Intensive light exposure and beta-amyloid (Aβ) aggregates have been known as a risk factor for macular degeneration and an important component in the pathologic drusen structure involved in this disorder, respectively. However, it is unknown whether Aβ deposition mediates or exacerbates light exposure-induced pathogenesis of macular degeneration. Several studies including the one from us already showed accumulation of Aβ deposits in the retina in Alzheimer's transgenic mice. Using histopathological analysis combined with electroretinographic functional assessment, we investigated the effects of cyclic intensive light exposure (CILE) on the architecture of retina and related function in the APPswe/PS1bigenic mouse.

RESULTS

Histopathological analysis has found significant loss of outer nuclear layer/photoreceptor outer segment and outer plexiform layer along with abnormal hypo- and hyper-pigmentation in the retinal pigment epithelium (RPE), remarkable choroidal neovascularization (CNV), and exaggerated neuroinflammatory responses in the outer retina of APPswe/PS1 bigenic mice following cyclic intensive light exposure (CILE), whereas controls remained little change contrasted with age-matched non-transgenic littermates.

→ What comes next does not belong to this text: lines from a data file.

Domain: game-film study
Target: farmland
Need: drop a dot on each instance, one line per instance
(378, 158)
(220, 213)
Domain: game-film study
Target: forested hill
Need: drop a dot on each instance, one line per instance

CILE-induced degenerative changes in RPE are further confirmed by transmission electron microcopy and manifest as formation of basal laminar deposits, irregular thickening of Bruch's membrane (BrM), deposition of outer collagenous layer (OCL) in the subretinal space, and vacuolation in the RPE. Immunofluorescence microscopy reveals drusenoid Aβ deposits in RPE as well as neovessels attached which are associated with disruption of RPE integrity and provoked neuroinflammatory response as indicated by markedly increased retinal infiltration of microglia. Moreover, both immunohistochemistry and Western blots detect an induction of vascular endothelial growth factor (VEGF) in RPE, which corroborates increased CNV in the outer retina in the bigenic mice challenged by CILE.

CONCLUSIONS

Our findings demonstrate that degenerative changes in the outer retina in the APPswe/PS1 bigenic mouse induced by CILE are consistent with these in AMD. These results suggest that an Alzheimer's transgenic animal model with accumulation of Aβ deposits might be an alternative animal model for AMD, if combined with other confounding factors such as intensive light exposure for AMD.